To obtain the results, we measured the number of bytes that were sent out through a standard TCP socket at the server, just after the data was accepted by the socket. Thus, the timing of the measurements is not completely accurate, because the data takes some amount of time to be placed on the wire. However, the average bandwidth reported over larger time periods is correct. The fluctuations on the graphs with less victims could actually be artifacts of our measurement method. Also, we probably slightly underestimate the induced traffic, as we do not take packetization and protocol overheads into account. We also ignore potential retransmissions.
Nonetheless, the overall thesis of the original paper clearly holds up today, since we were able to reproduce the original attack quite closely. Furthermore, we have seen no evidence that any of the mitigations proposed by the authors of the original paper have been widely deployed, so we suspect this attack could still be effective in practice today.
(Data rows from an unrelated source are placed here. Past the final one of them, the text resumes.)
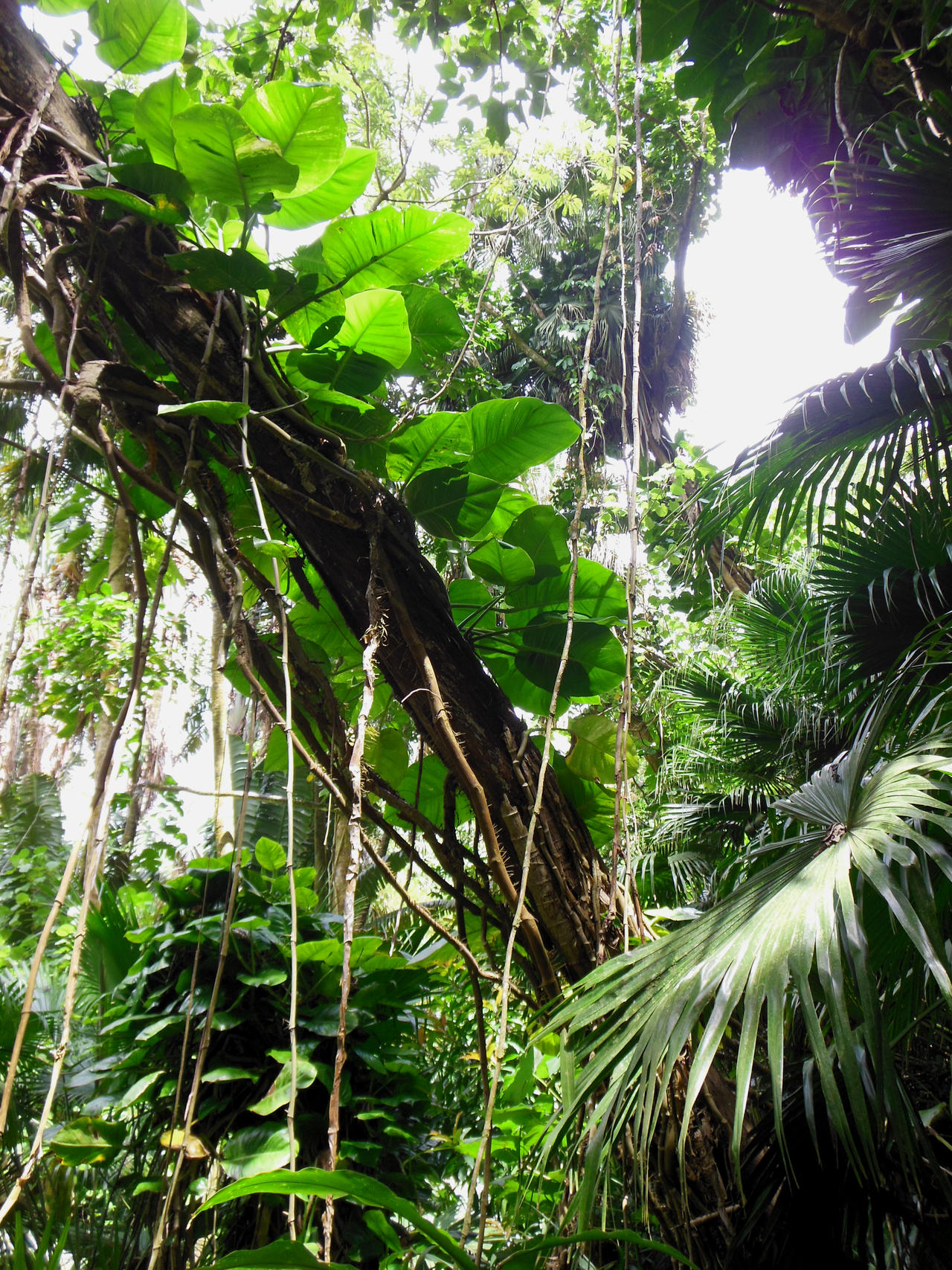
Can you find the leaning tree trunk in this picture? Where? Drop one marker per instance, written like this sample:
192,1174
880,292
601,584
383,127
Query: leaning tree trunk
68,269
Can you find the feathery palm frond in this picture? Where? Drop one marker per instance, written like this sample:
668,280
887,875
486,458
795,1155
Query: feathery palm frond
792,939
892,231
862,429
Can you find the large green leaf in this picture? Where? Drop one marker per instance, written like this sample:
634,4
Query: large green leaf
434,323
451,502
385,248
280,1092
542,533
506,565
437,440
594,667
666,25
211,269
509,437
306,124
160,212
375,321
356,1187
225,160
156,106
138,36
501,440
281,1255
332,197
599,594
255,1151
592,754
88,1141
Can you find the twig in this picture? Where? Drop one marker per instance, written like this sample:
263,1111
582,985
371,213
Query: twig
372,638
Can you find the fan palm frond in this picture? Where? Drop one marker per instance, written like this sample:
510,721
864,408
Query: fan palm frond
794,940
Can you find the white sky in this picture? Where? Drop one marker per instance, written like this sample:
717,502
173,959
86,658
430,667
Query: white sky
776,324
776,316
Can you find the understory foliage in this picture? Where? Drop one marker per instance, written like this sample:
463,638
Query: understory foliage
567,876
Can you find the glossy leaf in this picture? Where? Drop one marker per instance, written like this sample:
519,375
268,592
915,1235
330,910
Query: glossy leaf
280,1094
434,441
434,323
375,321
666,25
305,122
138,36
599,594
161,211
332,197
225,160
386,752
156,106
269,853
451,502
343,1184
88,1141
216,411
544,536
211,269
281,1255
504,565
387,247
592,754
596,663
255,1151
509,437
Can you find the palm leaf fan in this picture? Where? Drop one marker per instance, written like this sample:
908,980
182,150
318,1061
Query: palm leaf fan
792,940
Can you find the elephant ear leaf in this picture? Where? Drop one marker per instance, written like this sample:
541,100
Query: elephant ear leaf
138,36
306,125
341,1184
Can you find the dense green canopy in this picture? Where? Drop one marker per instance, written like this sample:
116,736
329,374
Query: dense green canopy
578,867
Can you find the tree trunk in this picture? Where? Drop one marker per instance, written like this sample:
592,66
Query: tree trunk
334,513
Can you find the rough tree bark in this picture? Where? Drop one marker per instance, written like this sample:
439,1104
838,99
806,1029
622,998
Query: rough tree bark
64,260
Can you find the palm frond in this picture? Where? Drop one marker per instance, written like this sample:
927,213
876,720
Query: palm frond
792,939
892,233
865,429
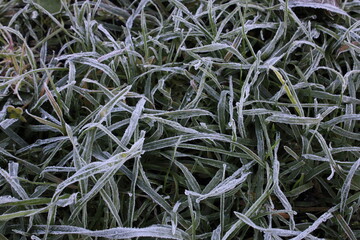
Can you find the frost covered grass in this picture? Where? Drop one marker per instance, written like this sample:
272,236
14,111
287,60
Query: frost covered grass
169,119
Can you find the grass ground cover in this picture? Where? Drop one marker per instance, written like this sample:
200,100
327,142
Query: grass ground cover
170,119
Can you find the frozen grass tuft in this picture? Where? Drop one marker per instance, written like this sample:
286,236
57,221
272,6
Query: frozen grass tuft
169,119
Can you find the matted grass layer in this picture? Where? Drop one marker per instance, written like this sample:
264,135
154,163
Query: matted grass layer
193,119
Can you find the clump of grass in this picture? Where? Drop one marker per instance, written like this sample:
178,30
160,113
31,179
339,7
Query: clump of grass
171,119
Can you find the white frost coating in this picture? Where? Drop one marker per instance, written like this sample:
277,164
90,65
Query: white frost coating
155,231
7,199
274,231
66,202
223,187
323,218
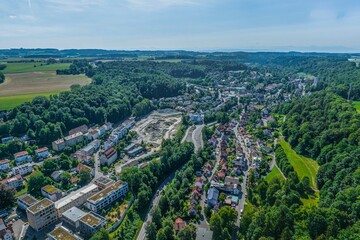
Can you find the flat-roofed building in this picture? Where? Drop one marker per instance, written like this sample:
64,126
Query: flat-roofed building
51,193
103,182
62,233
108,156
14,182
26,201
41,214
22,169
107,196
90,223
72,217
76,198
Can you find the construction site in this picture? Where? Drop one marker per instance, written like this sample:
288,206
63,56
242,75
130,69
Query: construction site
159,125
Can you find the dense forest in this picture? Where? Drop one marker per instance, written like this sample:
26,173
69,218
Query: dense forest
325,127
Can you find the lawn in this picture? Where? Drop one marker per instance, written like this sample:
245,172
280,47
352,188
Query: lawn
357,105
9,102
302,165
274,173
23,87
33,67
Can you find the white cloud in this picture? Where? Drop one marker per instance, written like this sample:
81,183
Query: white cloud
149,5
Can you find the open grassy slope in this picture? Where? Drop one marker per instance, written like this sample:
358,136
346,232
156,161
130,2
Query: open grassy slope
274,173
302,165
33,66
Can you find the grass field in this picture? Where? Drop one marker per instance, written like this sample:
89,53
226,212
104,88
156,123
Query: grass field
274,173
357,105
302,165
29,67
23,87
9,102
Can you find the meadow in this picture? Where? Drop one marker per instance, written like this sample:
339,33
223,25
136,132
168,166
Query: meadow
33,67
302,165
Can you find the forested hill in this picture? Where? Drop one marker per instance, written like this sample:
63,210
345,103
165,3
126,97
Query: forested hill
326,127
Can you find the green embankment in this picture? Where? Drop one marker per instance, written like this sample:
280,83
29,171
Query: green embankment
9,102
302,165
274,173
33,67
357,105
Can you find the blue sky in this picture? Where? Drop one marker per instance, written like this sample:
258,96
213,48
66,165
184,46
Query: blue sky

We chose to implement this experiment using Mininet and Python scripts, while the authors used the ns2 packet simulator and implemented the attack in C. This might explain the better scalability of their experiment compared to ours. However, implementing the attack in Python is probably much easier, and up to the scalability limit we reported above, the performance closely matches the author’s finding. Since Python allows the use of raw sockets and comes with efficient methods to manipulate byte-level structures, no extra libraries were necessary.
We did need to send and parse raw TCP packets, but we were able to do this relatively easily by tweaking one of the numerous Python scripts available on the Internet to perform those tasks. We briefly considered using scapy, a more comprehensive packet manipulation library, but we decided that we did not need most of its capabilities and could do without its overhead.
Lastly, the experiment is heavily CPU-dependent : on a local VM, we were not able to achieve more than 8MB/s per victim even with a small number of victims, and the attack did not scale very well past 12 victims, with the maximum aggregate traffic being observed at around 24 victims.
Reproducing the results
All the instructions can be found here : https://bitbucket.org/AlexCid/opt-ack. In short, reproducing the results requires to
- Launch a c3.large instance on AWS with the Mininet CS244-Spr15 AMI (instructions on how to do this can be found here : http://web.stanford.edu/class/cs244/ec2setup.html)
- Clone the repository :
git clone https://AlexCid@bitbucket.org/AlexCid/opt-ack.git cd opt-ack
- Install the gnuplot-nox packet to be able to generate the graph :
sudo apt-get update sudo apt-get install gnuplot-nox
- And then run the provided shell script.
Finally, the generated graph can be found at ~/opt-ack/results/output.png. The document can be retrieved by either opening port 8080 on the Amazon instance and launch a Python http server, or connecting to the Amazon instance using an sftp client to retrieve the graph.